Recente jurisprudentie over shockschade
Onlangs heeft de Rechtbank Midden-Nederland (28 maart 2018) een interessante uitspraak over shockschade gedaan. Deze uitspraak maakt duidelijk welke criteria bij de bepaling van shockschade moeten worden aangehouden. Op basis daarvan wordt in deze kwestie de vergoeding van shockschade afgewezen.
In deze zaak stelt eiseres dat zij recht heeft op vergoeding van shockschade omdat zij lijdt aan een PTSS, ontstaan als gevolg van de confrontatie met het levenloze lichaam van haar partner in het mortuarium. Zijn lichaam en gezicht waren bont en blauw en hij had schaaf- en bloedplekken. Daarnaast was zijn schedel provisorisch gehecht. Zij stelt niet voorbereid te zijn op een dergelijke confrontatie.
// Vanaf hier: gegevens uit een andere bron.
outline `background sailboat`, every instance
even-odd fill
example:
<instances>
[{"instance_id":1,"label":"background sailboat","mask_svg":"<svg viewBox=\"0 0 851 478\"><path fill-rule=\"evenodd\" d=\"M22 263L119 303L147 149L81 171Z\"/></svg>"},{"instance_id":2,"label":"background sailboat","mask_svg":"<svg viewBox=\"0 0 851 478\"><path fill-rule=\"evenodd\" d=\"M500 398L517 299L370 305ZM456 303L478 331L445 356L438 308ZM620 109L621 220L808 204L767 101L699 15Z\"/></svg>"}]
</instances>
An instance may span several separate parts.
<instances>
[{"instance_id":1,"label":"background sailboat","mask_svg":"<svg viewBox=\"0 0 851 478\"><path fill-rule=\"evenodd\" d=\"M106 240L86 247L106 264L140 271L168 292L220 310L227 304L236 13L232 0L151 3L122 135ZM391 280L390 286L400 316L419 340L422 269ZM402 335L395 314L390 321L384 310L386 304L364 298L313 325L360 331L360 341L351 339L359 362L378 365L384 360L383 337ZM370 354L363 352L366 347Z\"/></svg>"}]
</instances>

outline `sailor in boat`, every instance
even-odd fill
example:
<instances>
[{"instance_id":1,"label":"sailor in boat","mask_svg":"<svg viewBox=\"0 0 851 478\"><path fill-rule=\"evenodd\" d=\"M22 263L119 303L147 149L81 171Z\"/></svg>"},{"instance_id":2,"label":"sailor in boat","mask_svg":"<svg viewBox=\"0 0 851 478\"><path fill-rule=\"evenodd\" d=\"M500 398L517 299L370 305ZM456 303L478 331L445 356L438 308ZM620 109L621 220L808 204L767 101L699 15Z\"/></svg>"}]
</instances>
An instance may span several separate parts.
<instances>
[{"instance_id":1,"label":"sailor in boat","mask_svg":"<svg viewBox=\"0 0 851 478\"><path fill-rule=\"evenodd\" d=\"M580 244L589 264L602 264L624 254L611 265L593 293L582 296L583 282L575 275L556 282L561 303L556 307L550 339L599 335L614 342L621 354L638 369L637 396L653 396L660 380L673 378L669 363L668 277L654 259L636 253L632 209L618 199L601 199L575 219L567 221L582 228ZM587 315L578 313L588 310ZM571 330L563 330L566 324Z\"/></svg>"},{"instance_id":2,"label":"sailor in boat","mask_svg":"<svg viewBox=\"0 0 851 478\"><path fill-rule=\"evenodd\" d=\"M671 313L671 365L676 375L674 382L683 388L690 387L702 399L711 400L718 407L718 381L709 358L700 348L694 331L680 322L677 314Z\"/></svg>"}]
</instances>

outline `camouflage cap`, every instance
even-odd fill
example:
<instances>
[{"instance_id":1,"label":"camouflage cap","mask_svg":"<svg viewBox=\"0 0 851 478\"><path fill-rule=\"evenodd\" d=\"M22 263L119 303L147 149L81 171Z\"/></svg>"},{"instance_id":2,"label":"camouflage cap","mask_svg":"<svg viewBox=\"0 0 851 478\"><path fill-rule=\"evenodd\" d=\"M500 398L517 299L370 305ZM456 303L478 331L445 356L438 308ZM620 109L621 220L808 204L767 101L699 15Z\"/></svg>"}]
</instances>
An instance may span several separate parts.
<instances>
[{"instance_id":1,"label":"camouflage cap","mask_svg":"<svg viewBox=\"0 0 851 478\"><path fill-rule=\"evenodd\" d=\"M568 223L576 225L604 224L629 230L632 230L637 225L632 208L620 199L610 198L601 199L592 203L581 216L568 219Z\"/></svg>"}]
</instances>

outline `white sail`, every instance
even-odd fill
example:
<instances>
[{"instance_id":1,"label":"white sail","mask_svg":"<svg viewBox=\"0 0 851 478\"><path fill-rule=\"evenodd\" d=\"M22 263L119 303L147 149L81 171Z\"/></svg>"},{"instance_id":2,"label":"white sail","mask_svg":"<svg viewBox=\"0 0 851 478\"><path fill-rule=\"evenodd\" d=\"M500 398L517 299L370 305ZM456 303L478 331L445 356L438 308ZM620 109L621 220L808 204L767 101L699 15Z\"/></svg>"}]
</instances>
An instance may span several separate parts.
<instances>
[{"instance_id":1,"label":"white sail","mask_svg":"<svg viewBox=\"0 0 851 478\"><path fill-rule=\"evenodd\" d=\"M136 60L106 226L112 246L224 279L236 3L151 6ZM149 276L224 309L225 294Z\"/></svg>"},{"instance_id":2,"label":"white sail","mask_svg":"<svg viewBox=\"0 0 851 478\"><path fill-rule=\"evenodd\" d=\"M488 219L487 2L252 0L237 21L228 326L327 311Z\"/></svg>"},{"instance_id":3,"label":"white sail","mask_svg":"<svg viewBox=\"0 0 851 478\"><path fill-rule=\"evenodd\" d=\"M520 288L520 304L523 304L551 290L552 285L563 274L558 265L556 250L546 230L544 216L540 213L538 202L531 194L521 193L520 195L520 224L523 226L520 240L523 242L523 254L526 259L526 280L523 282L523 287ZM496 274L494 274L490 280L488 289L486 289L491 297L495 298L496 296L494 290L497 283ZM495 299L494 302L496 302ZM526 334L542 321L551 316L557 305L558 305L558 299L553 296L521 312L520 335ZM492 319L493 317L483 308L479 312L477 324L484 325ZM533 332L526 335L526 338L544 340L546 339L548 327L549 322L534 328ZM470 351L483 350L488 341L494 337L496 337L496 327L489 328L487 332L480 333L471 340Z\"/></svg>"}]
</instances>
Eiseres heeft het ongeval niet zien gebeuren, dus dit is niet aan te merken als “een directe confrontatie’’ als bedoeld in het Taxibusarrest. Een dag voordat zij haar overleden partner in het mortuarium zag, heeft zij te horen gekregen dat hij was overleden als gevolg van een val. Er heeft dus enige tijd gezeten tussen het moment waarop zij hoorde dat haar partner was overleden (en de manier waarop) en de confrontatie met het lichaam c.q. letsel. Zoals eerder gesteld, kan shockschade wel worden toegekend bij confrontatie kort na een gebeurtenis, maar dit is afhankelijk van de specifieke omstandigheden van het geval. De ernst van de normschending speelt hierbij een rol. In het geval van bijvoorbeeld een opzettelijk gepleegd geweldsmisdrijf, dan worden er minder zware eisen gesteld aan het directe confrontatievereiste. Gezien het voorgaande heeft de rechter de eis met betrekking tot shockschade afgewezen.
Vergismoord
Naar aanleiding van het onderzoek op verschillende terechtzittingen heeft de Rechtbank Amsterdam op 9 mei 2018 vonnis gewezen in de zaak van de zogenoemde vergismoord. Djordy Latumahina (31) werd geliquideerd toen hij samen met zijn vriendin en tweejarige dochtertje in de auto zat in de parkeergarage van hun appartement in Amsterdam. Hij was op slag dood. Zijn vriendin raakte zwaargewond, maar heeft het voorval ternauwernood overleefd. Hun dochtertje is wonder boven wonder ongedeerd gebleven. Na de moordaanslag werd rekening gehouden met de mogelijkheid dat de moordaanslag een vergissing was.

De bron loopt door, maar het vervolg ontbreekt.